Accordion Club 

316 West Geer Street, Durham, facebook.com/accordionclubdurham 

Get: Frito pie

Ever since Accordion opened in 2017, one of the low-key Geer Street spot’s hallmarks—and one of the bar’s handful of food offerings—has been the Frito pie, a Southwestern import that is not a pie but rather a Fritos bag (yes, the corn chips) cut down the side and loaded with pork chili (made with Hatch peppers), cheese sauce, onions, and sour cream. Can you think of a better late-night match for a shot of whiskey and a beer? (Not recommended for first dates.)

The Cardinal Bar 

713 North West Street, Raleigh, facebook.com/TheCardinalBar 

Get: Hot dogs

The Cardinal Bar is not a restaurant. It’s a bar. (You have to have a membership to get in.) But it does have a very specific food menu: hot dogs. “It’s like Office Tavern and The Roast Grill on steroids,” an owner told The News & Observer when it opened in 2016, referring to the since-shuttered Glenwood South dive and the hot-dog institution. The Cardinal steams the dogs in beer and serves them in a bun brushed with mayo. Unlike The Roast Grill, ketchup is allowed. 

Counting House

111 North Corcoran Street, Durham, countinghousenc.com 

Get: Grilled cheese

When you’ve got time to kill—whether on an overcast afternoon or a toward the end of a Friday night (food is served until 1:00 a.m.)—wander by the 21c Museum Hotel’s ground-floor restaurant and order a house cocktail and the grilled cheese sandwich. It’s not as ordinary as it seems, loaded with Grafton cheddar and tomato chutney. If nature calls, the transparent bathroom stalls are upstairs. Please lock the door. 

Dashi 

415 East Chapel Hill Street, Durham, dashiramen.com 

Get: Edamame

Dashi is known for ramen, but there’s more to it than that. You can also head upstairs to the izakaya, sample sake or Japanese whisky, and order small plates—fried tempura, for example, or comfort food like lamb buns. But you shouldn’t miss the edamame, with sea salt and togarashi, well-spiced, hot off the grill, and perfect for munching. 

The Federal

914 West Main Street, Durham, thefederal.net 

Get: Nachos

The best thing about The Fed is its simplicity.

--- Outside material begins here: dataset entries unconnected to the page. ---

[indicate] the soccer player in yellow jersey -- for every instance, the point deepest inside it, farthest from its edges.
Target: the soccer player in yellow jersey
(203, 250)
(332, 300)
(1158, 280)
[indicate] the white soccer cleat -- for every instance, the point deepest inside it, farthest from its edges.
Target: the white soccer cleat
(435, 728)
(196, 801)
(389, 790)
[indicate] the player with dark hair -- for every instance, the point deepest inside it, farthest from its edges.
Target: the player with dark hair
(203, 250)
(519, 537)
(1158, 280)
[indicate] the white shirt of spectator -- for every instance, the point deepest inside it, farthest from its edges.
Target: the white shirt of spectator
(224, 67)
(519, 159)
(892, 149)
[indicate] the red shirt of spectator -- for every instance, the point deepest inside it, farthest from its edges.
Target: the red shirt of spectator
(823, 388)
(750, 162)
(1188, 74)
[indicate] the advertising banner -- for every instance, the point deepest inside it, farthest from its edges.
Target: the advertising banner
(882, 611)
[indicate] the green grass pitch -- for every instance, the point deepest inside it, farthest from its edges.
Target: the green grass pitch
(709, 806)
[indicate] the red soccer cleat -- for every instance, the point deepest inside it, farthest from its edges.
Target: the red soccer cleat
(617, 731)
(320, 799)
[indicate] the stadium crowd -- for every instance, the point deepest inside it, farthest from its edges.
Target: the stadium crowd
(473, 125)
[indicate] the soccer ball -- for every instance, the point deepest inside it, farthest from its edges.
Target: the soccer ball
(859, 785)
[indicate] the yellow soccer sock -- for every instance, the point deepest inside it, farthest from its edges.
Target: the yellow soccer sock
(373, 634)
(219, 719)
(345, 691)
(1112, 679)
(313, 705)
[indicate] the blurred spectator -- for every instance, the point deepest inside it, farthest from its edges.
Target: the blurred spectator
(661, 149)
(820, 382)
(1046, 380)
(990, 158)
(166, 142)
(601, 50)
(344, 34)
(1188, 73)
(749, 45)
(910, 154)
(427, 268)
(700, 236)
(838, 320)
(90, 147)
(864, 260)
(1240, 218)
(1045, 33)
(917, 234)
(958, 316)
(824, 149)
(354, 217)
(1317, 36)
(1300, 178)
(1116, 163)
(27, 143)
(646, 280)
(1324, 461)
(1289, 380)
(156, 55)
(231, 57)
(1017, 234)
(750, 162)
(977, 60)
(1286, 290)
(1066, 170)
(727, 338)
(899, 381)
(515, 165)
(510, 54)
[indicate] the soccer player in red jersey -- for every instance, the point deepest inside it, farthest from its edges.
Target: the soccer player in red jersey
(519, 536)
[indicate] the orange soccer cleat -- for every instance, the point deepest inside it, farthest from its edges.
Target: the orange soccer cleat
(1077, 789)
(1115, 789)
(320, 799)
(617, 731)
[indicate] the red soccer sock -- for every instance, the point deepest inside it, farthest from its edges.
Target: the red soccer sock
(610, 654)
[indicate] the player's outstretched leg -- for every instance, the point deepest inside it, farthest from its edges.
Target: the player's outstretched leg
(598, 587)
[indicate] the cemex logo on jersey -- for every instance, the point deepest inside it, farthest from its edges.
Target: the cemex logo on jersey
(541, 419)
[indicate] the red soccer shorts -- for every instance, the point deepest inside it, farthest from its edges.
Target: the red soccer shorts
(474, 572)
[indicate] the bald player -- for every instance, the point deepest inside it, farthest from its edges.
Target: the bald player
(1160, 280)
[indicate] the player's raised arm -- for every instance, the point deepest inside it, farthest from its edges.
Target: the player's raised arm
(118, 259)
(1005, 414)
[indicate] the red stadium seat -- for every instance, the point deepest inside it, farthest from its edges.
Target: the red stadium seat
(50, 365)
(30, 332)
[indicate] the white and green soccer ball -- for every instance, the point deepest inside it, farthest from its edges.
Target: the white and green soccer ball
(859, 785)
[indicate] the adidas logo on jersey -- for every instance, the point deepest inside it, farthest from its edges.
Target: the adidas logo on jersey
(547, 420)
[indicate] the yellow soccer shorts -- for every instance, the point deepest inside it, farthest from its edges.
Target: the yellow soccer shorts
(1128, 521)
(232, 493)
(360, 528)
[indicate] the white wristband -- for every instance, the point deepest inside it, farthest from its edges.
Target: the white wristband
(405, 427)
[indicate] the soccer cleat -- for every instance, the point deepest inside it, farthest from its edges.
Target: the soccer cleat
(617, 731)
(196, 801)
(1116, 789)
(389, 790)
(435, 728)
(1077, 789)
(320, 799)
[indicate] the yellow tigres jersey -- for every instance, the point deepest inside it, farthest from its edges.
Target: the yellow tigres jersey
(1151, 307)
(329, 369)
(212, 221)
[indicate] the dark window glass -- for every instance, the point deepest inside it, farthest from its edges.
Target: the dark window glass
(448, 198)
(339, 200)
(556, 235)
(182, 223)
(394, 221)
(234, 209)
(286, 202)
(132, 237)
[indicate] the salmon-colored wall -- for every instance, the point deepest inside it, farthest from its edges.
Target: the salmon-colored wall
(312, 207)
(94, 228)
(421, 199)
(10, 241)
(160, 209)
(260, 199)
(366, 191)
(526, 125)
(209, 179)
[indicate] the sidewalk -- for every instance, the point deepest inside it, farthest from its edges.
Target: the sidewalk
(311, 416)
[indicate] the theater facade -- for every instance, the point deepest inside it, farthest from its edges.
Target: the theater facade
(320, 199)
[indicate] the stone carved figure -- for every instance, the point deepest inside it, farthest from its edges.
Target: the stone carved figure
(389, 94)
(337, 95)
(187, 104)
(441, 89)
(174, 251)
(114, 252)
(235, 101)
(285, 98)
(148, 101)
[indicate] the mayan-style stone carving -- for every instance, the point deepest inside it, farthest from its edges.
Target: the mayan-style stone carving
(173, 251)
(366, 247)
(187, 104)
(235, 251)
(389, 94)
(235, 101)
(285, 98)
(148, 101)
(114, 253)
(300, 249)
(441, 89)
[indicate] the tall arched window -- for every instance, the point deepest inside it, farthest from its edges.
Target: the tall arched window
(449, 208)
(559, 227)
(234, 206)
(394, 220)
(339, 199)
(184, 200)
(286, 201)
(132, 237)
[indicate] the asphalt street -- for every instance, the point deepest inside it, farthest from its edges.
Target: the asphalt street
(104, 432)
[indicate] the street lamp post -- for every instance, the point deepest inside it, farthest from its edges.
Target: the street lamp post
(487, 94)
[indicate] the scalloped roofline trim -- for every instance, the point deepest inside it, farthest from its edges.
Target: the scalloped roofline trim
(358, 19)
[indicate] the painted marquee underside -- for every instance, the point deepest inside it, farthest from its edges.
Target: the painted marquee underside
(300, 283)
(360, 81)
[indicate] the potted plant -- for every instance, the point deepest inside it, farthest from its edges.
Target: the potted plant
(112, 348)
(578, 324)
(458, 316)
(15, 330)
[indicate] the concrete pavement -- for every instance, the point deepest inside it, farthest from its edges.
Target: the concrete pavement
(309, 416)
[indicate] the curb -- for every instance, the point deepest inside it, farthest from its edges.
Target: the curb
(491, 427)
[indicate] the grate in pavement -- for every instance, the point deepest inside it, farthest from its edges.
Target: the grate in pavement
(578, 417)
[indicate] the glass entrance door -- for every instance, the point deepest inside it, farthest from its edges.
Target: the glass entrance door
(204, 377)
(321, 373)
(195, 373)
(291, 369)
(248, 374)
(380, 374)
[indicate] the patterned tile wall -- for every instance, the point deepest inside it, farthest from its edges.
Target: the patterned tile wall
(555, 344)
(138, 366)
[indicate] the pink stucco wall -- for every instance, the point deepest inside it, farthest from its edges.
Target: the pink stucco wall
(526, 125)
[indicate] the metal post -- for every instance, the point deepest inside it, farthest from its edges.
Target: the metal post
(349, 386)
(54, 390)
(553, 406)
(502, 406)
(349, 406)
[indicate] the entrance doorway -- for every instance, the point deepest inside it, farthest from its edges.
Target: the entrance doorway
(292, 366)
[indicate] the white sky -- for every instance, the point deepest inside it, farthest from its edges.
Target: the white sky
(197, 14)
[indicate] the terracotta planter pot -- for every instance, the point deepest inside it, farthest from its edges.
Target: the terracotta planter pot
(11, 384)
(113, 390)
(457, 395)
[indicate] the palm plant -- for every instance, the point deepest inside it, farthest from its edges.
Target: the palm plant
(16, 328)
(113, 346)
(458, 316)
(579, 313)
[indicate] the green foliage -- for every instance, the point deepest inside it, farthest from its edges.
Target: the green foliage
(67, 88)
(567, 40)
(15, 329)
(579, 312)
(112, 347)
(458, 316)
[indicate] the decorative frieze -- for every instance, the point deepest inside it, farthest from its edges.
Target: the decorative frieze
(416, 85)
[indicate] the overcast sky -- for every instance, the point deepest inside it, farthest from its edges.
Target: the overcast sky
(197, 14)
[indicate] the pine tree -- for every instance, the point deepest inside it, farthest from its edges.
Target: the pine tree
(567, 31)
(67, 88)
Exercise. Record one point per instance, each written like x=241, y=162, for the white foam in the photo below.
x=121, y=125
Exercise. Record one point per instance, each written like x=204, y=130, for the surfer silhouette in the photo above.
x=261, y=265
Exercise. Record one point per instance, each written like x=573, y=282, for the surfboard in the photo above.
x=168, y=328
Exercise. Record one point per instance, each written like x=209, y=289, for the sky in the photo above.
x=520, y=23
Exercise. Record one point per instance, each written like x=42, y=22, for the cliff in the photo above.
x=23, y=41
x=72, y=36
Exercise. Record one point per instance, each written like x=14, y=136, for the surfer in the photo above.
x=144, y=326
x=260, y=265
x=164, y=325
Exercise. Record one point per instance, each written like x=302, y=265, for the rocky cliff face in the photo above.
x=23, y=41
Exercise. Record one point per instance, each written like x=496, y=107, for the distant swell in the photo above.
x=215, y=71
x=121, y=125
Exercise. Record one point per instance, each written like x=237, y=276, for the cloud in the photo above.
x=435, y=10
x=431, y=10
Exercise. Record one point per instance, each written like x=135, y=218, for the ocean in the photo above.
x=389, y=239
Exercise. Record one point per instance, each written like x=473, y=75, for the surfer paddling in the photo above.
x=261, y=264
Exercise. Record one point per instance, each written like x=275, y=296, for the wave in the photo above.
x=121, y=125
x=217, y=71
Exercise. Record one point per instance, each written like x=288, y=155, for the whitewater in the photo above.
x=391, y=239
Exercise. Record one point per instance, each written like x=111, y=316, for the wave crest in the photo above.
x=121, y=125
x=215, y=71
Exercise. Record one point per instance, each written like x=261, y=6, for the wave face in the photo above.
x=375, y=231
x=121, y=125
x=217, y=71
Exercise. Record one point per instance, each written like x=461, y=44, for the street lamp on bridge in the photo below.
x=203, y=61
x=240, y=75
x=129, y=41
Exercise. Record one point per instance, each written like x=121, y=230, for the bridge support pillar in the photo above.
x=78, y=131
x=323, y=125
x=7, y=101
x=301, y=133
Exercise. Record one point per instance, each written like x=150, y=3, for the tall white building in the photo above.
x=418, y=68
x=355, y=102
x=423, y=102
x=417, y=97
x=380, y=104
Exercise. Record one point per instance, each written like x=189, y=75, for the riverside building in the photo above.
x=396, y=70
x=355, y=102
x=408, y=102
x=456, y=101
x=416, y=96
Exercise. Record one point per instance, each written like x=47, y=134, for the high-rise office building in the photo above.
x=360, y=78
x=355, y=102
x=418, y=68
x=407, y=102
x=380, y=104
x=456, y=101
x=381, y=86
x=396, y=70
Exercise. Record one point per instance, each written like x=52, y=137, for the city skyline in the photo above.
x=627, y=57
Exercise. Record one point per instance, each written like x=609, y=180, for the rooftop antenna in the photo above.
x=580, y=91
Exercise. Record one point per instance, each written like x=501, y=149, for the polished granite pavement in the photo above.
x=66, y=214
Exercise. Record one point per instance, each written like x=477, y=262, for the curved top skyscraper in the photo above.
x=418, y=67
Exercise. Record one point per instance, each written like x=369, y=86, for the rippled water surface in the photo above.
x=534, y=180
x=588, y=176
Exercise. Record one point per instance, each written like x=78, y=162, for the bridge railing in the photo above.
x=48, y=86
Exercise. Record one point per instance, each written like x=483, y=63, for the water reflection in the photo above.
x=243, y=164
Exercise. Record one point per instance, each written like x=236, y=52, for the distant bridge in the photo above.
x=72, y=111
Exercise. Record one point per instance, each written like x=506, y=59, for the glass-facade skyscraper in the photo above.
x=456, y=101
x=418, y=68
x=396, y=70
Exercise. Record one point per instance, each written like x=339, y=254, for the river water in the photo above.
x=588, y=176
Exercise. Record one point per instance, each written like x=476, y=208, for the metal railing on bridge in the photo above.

It’s easy, inexpensive, and consistently good. The cocktails do the trick, the beer selection is terrific, but the nachos—this insane portion of tortilla chips stacked with loads of sour cream and pico de gallo and melted cheese, which is actually half the size it used to be but could still feed an army of drunk undergrads—are a necessity. 

Local 22 Kitchen and Bar

2200 West Main Street, Durham, local22durham.com 

Get: Hush puppies

Local 22 sometimes gets overlooked amid the crush of Durham’s restaurant scene, but there are plenty of tasty hangover helpers on the brunch menu, and the cast-iron pimento cheese is a damn marvel (though it will put you in a food coma). Whenever you’re there, check the chalkboard for the cast-iron hush puppies of the day, which could be something like jalapeño pepper, or red pepper, broccolini, and parmesan, or something else entirely, but will always be delicious. 

Northside District

403 West Rosemary Street, Chapel Hill, thenorthsidedistrict.com 

Get: Wu Tang slider

Northside’s bar food marries low and highbrow, barroom and gourmet. And there’s no better example of that than the Wu Tang slider—seared pork belly that sticks out from a small bun (branded with the Wu Tang Clan’s logo, because why not?), with sesame slaw, pickles, scallions, and chili oil piled on top, forming some kind of delectable juice. They’re only four bucks apiece. 

The Oak, Kitchen & Bourbon Bar

4035 Lake Boone Trail, Raleigh, jmrkitchens.com/oak 

Get: The tots

The Oak has a ton of bourbons, including somewhat obscure varieties, so for the brown-liquor connoisseur, it’s worth the trip even if you don’t plan on eating an entire meal. (There’s perfectly good bar seating.) Regardless, do yourself a favor and get the tots. Yes, tater tots are quintessential bar food. But The Oak’s tots are different: They’re bigger—so big, you’ll at first wonder if they screwed up your order—and stuffed with roasted bell and jalapeño peppers, then served with a peppercorn dipping sauce and an option for cheese and/or bacon. 

Ponysaurus Brewing 

219 Hood Street, Durham, ponysaurusbrewing.com 

Get: Snack Attack

The Snack Attack isn’t a food, but a menu—a range of bar snacks found inside Ponysaurus’s East Durham taproom, ranging from sweet to salty, all for just $1 per plentiful scoop, the perfect accompaniment to a Saturday afternoon spent lounging in the sun and sipping on a Rye Pale Ale. You’ve got options: Capital Crunch, which mixes salty peanuts, honey roasted peanuts, cheese crackers, pretzels, and Cajun hot corn sticks; The Big Cheese, with nacho peanuts, cheese crackers, cheese wicks, and so on; crispy fried okra; wasabi-covered peanuts; and, if you (or your kids) have a sweet tooth, Swedish fish or malted milk balls. 

The Viceroy 

331 West Main Street, Durham, viceroydurham.com 

Get: Bhaji with chaat

Viceroy has some British fare, but it leans heavily on its Indian roots, having been born from an Indian food truck. For a quick snack—either as an appetizer or while you’re sipping a Mumbai Mule at the bar—order the bhaji (mixed-vegetable fritters, a popular snack served in several variations on different parts of the subcontinent) and add chaat (a chickpea masala with tomato, onion, yogurt, and chutney).